John stares, gets up, and joins Sherlock in the kitchen.

"Okay," he says, leaning on one of the kitchen chairs, and meeting Sherlock's eyes evenly. "Why?"

"Because – " Sherlock splutters, running to snatch the folder from his desk and shoving it under John's nose. "Look at the way the blood is spattered on the wall, how it's smeared on the carpet…look at the teeth, in the burned out room."

He flips over the page, jabbing at the photos accordingly.

"Isn't it obvious?"

The comment draws a blank look from the doctor, and Sherlock closes his eyes in pure exasperation.

"If our flat was on fire, where would you go?"

"Out."

Sherlock glares, apparently not appreciative of the sarcasm.

"You'd go out the front door. If the door was blocked, you'd try and escape through a window: you would not, under any circumstances, stand in the middle of the room and do nothing. Which leaves us with the question, John, of why the only remains left of Linda Whittingstall were found in the very centre of the burning room."

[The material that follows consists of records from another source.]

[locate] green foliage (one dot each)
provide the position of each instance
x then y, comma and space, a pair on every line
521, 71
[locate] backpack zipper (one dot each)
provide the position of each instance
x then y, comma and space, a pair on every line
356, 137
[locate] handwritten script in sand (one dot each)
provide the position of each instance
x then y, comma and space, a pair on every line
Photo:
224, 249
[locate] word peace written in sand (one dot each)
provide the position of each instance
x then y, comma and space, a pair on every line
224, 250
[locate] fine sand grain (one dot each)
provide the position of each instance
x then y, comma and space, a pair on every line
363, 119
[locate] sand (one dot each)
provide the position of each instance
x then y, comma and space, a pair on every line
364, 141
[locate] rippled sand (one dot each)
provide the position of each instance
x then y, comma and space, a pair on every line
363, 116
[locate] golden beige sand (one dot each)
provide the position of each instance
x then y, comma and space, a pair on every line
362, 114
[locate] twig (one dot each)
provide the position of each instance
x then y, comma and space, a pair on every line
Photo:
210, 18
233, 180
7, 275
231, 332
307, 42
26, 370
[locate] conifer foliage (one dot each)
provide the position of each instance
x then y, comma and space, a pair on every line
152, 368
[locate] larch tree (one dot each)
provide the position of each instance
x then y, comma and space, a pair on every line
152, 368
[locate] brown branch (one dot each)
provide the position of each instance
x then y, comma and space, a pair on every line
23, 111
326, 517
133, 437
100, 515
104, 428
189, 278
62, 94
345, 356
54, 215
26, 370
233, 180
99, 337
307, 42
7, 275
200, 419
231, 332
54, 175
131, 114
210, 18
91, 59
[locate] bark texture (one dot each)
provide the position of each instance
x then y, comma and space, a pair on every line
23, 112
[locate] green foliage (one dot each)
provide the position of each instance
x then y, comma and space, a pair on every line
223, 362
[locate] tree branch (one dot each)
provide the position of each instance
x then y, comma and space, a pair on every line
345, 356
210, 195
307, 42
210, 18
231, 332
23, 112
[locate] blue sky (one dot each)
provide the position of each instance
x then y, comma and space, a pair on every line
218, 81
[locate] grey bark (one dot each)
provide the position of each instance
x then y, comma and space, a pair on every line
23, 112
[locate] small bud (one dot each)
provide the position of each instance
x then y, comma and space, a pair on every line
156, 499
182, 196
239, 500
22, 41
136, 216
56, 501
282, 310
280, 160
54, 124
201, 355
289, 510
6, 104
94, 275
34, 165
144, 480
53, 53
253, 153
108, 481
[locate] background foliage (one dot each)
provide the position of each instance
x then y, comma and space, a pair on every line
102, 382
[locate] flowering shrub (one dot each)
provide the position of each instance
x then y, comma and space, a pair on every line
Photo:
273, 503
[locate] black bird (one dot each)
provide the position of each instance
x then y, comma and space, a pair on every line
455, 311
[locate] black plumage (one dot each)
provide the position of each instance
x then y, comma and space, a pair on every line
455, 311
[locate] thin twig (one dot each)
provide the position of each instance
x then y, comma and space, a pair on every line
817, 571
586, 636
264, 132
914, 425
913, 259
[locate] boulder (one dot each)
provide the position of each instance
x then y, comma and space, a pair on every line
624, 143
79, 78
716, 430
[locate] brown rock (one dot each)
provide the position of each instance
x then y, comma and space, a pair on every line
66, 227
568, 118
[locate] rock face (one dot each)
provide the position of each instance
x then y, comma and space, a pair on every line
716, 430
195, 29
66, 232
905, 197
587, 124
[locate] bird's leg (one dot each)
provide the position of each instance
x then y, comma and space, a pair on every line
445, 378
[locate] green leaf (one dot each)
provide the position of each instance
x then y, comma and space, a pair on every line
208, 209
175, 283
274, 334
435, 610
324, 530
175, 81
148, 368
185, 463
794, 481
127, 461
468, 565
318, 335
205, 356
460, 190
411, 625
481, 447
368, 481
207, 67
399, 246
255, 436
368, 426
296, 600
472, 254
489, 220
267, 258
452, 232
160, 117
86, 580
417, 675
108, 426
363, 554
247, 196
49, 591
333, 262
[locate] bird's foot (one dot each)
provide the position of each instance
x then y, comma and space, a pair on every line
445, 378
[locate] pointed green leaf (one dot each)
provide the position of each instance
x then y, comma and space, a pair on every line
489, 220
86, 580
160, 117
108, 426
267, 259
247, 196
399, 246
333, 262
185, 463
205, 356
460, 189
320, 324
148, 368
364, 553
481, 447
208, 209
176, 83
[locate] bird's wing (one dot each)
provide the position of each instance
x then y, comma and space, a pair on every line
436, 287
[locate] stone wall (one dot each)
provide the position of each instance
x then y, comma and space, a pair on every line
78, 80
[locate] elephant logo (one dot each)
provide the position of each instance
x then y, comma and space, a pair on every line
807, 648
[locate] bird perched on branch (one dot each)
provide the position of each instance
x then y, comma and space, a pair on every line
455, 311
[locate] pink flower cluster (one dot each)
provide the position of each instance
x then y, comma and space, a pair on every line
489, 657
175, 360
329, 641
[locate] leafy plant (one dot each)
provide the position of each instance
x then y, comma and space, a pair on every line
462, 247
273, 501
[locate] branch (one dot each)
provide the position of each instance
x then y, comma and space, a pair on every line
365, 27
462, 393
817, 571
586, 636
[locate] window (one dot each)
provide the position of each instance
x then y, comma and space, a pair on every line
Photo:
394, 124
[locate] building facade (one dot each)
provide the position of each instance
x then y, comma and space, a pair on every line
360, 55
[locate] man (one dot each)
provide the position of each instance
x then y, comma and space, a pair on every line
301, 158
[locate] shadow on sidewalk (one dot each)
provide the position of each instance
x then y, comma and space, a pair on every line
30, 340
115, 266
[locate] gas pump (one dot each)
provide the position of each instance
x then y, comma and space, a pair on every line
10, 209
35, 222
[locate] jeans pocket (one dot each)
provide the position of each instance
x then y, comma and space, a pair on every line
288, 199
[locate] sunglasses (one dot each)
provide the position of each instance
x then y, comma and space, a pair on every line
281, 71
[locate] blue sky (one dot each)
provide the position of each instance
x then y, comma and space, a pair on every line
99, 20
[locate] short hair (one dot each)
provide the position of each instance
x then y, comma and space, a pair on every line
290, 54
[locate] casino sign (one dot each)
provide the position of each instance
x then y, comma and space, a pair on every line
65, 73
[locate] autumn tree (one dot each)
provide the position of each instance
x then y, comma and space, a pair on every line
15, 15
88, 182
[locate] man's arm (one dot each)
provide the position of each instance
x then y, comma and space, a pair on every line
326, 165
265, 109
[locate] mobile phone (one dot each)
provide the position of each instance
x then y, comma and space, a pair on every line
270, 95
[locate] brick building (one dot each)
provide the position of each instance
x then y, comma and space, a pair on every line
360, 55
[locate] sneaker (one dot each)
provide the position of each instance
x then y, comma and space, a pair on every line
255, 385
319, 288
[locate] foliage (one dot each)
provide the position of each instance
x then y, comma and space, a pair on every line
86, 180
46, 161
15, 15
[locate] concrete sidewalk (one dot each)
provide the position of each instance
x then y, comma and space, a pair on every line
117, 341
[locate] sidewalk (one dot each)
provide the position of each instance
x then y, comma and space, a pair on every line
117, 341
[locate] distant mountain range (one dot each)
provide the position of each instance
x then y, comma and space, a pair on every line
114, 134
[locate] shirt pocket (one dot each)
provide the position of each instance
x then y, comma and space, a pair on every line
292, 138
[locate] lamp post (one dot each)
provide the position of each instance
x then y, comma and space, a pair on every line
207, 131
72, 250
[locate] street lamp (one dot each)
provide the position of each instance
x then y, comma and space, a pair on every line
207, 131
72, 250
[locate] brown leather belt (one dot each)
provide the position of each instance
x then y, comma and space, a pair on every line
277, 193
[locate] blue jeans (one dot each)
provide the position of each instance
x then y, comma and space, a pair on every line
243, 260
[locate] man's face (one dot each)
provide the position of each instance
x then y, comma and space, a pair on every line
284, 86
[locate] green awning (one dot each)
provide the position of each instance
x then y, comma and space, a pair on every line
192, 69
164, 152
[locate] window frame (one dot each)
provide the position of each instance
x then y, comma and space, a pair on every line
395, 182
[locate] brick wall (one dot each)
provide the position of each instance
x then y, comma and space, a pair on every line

John nods slowly, flipping back a few pages to look at the blood spattered on the wall of Jane's cottage.

"What about this one?"

"Too little blood. The pattern achieved is accurate, but the volume is simply not sufficient. If your head's been blown off you're going to bleed – you're a military man, you've seen cases similar to Jane's – it also seems strangely convenient that it looks like approximately a pint…"

"Not so much of the 'approximately'?" John asks.

"Quite. Same with the stabbings. Deduction: the women aren't dead, this isn't murder, and we've got ourselves an altogether more interesting case."

Sherlock smiles widely, and glances at his watch.

"Come on, doctor. We've got a WI meeting to go to!"